Alors, d’eux-mêmes, les deux marins, sur l’ordre du patron Yves, abattirent la voile, afin que ce seul point, qui apparaissait sur la surface des flots, cessât de guider l’œil ennemi qui les poursuivait.
De la part du navire en vue, au contraire, la poursuite s’accéléra de deux nouvelles petites voiles que l’on vit monter à l’extrémité des mâts.

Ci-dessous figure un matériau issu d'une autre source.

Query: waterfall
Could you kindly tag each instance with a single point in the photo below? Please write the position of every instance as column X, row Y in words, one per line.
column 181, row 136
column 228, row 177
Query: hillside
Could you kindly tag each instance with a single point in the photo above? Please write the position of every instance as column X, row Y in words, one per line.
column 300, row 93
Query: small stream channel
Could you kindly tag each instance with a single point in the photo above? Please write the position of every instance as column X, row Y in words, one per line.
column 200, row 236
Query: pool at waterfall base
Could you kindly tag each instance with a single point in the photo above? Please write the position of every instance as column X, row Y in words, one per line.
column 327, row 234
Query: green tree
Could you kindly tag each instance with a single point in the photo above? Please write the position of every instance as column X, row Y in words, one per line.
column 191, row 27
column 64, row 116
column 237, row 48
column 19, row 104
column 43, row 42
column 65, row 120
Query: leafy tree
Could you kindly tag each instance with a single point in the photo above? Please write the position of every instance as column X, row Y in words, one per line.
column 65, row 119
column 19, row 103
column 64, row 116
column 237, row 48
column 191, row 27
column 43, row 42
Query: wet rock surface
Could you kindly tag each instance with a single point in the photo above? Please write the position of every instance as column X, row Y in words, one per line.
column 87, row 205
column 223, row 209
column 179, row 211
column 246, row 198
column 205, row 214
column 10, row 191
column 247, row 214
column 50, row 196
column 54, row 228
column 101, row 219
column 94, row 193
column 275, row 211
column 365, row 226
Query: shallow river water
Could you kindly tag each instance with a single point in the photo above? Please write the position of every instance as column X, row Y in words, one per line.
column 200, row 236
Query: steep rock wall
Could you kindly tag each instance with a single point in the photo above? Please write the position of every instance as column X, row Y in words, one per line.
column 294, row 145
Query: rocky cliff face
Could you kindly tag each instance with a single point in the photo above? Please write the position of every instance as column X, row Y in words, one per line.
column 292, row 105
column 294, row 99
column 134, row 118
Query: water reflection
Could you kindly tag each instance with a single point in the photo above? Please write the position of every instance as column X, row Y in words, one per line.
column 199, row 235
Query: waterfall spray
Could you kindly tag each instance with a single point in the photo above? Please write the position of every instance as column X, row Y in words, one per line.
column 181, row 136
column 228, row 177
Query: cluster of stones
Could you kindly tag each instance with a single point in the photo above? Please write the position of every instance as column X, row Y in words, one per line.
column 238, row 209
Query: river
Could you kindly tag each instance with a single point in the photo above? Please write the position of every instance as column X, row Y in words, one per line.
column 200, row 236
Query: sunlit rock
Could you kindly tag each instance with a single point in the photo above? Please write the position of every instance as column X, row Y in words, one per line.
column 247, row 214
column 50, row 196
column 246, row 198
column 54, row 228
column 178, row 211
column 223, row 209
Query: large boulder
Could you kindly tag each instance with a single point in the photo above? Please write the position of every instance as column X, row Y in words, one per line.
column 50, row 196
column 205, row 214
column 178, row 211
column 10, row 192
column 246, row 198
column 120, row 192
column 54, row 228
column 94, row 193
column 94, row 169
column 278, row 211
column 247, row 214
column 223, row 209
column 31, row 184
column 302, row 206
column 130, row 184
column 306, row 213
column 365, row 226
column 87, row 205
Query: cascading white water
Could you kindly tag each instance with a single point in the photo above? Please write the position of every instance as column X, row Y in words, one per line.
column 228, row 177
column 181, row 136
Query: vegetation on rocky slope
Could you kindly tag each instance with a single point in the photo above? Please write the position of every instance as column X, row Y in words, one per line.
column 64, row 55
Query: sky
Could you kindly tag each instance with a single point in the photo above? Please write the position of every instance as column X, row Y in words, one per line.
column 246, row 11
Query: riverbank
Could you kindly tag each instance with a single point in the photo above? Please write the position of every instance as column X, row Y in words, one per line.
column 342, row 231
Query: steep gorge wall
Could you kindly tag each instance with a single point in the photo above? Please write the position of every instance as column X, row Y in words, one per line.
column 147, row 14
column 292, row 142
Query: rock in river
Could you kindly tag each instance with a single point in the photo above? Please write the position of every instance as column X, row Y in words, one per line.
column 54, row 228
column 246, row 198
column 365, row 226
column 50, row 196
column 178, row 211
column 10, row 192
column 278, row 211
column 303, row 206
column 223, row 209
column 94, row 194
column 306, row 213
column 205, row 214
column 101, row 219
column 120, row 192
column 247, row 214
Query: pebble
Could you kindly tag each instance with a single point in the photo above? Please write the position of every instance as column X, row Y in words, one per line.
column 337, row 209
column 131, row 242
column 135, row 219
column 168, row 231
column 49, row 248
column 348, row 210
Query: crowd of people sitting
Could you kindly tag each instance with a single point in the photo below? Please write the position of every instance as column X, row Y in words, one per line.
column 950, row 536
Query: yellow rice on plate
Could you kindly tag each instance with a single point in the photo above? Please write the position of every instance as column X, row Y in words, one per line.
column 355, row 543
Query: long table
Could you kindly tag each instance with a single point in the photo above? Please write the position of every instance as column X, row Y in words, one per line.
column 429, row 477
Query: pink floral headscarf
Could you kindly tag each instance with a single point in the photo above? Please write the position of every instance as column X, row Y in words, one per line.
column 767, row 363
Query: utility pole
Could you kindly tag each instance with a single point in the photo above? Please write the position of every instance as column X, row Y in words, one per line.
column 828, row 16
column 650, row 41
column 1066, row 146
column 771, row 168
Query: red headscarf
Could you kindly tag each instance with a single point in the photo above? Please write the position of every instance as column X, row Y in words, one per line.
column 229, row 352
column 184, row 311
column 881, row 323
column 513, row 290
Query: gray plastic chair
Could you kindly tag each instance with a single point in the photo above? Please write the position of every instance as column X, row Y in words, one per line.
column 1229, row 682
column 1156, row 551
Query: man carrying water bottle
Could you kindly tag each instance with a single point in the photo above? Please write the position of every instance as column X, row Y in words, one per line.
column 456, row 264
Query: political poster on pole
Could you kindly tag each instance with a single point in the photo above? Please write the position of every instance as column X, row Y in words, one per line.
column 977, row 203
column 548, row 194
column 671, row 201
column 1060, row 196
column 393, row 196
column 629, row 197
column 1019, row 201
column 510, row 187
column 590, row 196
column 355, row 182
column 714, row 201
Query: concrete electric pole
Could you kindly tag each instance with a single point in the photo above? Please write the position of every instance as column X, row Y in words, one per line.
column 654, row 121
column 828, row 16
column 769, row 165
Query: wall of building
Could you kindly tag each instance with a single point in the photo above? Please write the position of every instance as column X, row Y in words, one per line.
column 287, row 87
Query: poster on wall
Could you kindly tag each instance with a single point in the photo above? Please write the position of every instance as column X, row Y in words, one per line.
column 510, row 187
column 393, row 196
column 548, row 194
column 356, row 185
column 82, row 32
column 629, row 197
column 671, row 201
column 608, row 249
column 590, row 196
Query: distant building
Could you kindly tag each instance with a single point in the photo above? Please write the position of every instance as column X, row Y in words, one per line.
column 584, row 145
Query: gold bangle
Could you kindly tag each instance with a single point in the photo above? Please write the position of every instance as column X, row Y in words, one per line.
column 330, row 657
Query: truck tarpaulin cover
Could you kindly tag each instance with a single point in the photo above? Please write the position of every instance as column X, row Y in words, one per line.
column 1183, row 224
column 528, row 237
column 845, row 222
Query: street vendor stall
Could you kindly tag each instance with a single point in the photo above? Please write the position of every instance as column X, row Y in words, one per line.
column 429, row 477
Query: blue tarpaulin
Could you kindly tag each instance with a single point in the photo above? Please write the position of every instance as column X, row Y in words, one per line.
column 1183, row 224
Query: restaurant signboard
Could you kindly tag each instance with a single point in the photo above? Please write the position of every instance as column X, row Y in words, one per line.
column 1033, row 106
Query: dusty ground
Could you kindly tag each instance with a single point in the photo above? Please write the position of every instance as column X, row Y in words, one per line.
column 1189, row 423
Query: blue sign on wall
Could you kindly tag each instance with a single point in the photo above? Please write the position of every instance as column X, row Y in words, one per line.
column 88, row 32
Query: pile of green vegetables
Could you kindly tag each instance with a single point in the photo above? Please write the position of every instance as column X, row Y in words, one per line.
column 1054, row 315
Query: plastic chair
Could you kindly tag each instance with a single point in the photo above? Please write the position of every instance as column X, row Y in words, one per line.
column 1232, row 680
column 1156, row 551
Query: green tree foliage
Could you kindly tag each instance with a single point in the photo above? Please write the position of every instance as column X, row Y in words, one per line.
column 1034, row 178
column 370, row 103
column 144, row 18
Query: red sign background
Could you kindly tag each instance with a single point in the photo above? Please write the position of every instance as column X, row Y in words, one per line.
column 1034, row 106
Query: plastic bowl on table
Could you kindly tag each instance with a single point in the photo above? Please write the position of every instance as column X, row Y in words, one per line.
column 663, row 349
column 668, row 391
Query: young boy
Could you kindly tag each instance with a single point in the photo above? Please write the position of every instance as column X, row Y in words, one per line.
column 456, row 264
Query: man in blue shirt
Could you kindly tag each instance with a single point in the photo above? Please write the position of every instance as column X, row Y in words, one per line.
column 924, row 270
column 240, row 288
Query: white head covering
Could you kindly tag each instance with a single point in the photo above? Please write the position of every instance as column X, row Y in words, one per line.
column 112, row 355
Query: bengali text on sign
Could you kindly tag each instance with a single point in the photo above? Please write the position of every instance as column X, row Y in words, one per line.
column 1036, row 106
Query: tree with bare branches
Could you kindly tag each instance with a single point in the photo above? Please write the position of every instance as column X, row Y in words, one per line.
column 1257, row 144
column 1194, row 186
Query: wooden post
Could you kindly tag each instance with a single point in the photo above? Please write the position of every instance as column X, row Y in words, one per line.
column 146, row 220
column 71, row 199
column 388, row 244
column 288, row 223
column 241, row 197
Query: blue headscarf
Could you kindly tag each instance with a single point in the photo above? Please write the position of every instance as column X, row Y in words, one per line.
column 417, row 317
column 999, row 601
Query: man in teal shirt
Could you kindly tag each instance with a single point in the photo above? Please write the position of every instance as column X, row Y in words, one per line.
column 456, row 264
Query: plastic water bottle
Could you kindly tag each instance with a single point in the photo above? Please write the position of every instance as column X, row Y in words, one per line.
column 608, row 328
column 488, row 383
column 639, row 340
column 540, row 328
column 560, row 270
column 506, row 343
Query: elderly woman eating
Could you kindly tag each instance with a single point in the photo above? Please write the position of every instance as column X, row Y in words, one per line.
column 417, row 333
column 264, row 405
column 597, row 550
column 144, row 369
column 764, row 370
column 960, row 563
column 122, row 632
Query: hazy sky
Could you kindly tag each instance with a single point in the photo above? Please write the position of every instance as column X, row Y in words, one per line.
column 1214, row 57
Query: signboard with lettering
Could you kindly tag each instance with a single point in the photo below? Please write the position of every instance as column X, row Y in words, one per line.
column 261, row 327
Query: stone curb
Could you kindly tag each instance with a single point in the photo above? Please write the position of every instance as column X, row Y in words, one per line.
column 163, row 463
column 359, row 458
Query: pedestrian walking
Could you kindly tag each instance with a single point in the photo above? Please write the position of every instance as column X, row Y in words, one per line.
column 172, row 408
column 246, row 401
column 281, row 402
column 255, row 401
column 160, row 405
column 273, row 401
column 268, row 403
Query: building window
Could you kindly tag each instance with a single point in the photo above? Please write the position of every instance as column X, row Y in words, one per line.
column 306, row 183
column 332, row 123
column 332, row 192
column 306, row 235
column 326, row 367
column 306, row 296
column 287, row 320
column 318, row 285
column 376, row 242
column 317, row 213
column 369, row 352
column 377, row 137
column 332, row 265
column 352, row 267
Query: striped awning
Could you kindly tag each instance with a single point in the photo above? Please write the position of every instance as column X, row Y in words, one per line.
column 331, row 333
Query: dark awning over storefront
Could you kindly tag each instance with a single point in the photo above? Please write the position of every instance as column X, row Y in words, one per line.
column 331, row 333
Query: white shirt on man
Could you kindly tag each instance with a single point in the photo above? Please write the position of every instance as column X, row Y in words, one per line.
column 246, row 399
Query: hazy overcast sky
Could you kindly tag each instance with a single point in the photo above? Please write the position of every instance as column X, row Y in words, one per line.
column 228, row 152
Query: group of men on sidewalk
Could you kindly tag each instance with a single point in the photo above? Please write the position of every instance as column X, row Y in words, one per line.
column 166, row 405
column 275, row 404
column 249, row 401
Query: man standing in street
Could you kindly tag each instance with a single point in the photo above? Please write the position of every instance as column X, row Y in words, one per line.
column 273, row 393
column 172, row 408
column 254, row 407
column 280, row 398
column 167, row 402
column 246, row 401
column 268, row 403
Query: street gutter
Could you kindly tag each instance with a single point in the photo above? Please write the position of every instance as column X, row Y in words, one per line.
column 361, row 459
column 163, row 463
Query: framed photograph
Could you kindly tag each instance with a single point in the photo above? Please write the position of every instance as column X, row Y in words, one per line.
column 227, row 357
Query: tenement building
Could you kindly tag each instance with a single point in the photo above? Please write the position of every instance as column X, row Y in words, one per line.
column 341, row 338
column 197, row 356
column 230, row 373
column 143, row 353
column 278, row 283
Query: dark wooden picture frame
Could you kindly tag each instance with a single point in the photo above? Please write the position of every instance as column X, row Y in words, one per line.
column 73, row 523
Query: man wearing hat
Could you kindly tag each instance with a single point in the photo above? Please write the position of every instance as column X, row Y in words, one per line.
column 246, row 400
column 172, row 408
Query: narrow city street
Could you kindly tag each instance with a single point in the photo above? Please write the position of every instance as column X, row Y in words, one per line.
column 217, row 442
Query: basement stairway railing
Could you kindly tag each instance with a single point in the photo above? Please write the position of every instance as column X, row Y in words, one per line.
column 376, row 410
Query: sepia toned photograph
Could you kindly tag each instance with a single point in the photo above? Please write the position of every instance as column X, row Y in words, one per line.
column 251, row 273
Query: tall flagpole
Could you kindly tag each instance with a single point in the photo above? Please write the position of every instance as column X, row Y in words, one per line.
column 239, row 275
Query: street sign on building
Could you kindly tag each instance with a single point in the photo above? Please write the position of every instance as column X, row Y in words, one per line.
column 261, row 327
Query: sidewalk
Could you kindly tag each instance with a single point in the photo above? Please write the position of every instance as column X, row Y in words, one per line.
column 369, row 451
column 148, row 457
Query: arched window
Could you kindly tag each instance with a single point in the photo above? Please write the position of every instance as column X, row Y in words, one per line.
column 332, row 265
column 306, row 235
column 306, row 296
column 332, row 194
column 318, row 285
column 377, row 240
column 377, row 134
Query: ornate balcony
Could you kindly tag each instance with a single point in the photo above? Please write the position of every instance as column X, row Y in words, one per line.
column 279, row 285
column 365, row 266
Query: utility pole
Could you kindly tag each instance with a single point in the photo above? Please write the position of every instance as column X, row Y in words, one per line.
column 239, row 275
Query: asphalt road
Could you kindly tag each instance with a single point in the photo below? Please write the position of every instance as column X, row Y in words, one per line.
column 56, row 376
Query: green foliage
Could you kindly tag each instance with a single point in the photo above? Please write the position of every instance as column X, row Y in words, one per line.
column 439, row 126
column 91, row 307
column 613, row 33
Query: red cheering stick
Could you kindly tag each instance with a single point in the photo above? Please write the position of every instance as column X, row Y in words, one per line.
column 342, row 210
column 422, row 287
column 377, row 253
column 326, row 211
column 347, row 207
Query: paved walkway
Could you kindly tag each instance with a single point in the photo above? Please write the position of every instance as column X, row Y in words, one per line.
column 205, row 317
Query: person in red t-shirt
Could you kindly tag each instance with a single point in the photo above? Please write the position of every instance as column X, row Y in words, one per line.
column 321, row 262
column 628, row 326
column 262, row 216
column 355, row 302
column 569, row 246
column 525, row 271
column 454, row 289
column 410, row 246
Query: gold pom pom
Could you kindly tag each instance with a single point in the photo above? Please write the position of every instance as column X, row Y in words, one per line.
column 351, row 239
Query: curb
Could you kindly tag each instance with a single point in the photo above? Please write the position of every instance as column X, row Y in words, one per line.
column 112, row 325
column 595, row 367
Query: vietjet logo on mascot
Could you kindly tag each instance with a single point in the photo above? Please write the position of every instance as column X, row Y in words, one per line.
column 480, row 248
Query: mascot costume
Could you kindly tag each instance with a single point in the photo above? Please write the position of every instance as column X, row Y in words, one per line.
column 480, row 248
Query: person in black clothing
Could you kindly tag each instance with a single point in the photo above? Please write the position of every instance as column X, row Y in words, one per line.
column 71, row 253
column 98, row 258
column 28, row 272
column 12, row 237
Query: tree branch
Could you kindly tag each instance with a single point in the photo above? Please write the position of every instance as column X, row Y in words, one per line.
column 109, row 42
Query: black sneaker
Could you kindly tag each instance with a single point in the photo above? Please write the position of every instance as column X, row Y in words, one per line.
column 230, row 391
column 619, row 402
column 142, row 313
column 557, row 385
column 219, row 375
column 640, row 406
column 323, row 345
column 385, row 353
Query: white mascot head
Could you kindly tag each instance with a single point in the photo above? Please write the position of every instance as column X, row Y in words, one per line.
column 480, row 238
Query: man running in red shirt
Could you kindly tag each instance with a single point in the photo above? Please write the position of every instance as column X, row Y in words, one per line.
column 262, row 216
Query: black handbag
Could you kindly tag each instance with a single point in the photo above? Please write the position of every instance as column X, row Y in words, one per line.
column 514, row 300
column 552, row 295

Malheureusement, on était aux plus beaux et aux plus longs jours de l’année, et la lune, dans toute sa clarté succédait à ce jour néfaste. La balancelle qui poursuivait la petite barque, vent arrière, avait donc une demi-heure encore de crépuscule, et toute une nuit de demi-clarté.
— Monseigneur! monseigneur! nous sommes perdus! dit le patron; regardez, ils nous voient quoique nous ayons cargué nos voiles.
— Ce n’est pas étonnant, murmura un des matelots, puisqu’on dit que avec l’aide du diable, les gens des villes ont fabriqué des instruments avec lesquels ils voient aussi bien de loin que de près, la nuit que le jour.
Aramis prit au fond de la barque une lunette d’approche, la mit silencieusement au point, et, la passant au matelot:
— Tenez, dit-il, regardez!
Le matelot hésita.
— Tranquillisez-vous, dit l’évêque, il n’y a point péché et, s’il y a péché, je le prends sur moi.